The plan also calls on the tax committees to eliminate most of the tax credits that businesses currently use. Among those that would remain are the prized tax credit for research and development and the low-income-housing credit[.]INTERNATIONAL BUSINESS TAXATION:
Currently U.S. individuals and businesses are taxed on their worldwide income less a credit for taxes paid abroad on foreign income and an exclusion for certain wage and salary income earned abroad. This would be replaced by a "territorial tax system".
In theory this means that companies would not be taxed on their overseas earnings, but to prevent erosion of the tax base, Republicans plan to impose some form of tax on foreign profits at a rate that has yet to be determined.
The transition to the new system would also include a one-time repatriation tax to encourage companies to bring offshore profits back to the United States. There would be different repatriation rates for different types of assets, but as with many parts of the proposal, the rates would be up to Congress to decide.
It isn't clear how the IRS will continue to tax income from easily moveable intangible assets of big businesses like intellectual property rights, investment income, controlled life insurance companies, and the like.
NOT MENTIONED:
The New York Times account does not address some other critical questions that could emerge as the details are worked out.

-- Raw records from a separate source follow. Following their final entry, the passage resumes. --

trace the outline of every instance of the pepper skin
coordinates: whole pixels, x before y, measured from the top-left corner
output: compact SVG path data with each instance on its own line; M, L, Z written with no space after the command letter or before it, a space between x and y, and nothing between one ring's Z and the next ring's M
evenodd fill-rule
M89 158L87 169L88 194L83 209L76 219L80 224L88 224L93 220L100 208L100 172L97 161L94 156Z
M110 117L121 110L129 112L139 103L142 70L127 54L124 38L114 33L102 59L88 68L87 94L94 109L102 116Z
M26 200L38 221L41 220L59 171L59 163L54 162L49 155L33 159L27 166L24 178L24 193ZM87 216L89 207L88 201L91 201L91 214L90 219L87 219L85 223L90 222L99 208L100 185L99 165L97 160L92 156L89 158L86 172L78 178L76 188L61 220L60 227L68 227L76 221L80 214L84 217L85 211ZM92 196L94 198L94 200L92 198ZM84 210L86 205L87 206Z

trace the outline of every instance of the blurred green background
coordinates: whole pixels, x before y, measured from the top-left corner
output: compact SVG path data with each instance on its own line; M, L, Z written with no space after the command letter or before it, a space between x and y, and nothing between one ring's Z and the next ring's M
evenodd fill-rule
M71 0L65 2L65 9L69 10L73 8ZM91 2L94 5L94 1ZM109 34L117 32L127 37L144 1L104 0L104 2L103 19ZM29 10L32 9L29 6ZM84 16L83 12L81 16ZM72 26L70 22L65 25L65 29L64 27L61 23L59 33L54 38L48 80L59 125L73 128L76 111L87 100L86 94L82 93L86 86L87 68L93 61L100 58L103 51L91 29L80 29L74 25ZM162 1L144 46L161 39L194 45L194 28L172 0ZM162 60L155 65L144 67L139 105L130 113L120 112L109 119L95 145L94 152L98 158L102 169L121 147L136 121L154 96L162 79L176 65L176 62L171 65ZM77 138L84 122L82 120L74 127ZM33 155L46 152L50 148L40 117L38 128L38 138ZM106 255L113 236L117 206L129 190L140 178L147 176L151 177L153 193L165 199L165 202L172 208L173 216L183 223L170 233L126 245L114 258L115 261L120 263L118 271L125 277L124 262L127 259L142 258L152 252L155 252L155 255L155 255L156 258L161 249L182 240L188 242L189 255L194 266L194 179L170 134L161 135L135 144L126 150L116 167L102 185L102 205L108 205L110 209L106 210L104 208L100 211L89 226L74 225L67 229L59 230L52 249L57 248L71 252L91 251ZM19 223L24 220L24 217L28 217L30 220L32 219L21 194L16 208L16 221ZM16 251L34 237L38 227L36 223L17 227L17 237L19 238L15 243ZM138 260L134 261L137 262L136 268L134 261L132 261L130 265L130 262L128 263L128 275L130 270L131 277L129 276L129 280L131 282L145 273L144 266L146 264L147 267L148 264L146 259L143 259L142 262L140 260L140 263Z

* Will the tax treatment of capital gains change in any way, in terms of special rates, treatment at death, or other policies favorable to capital gains income?
* Will special treatment for "qualified dividends" of corporations change?
* Will the pass-through taxation rate apply to income earned by trusts and estates?
* How will health insurance benefits (especially for the self-employed) be taxed?
* Will the taxes that fund the Obamacare subsidies be repealed?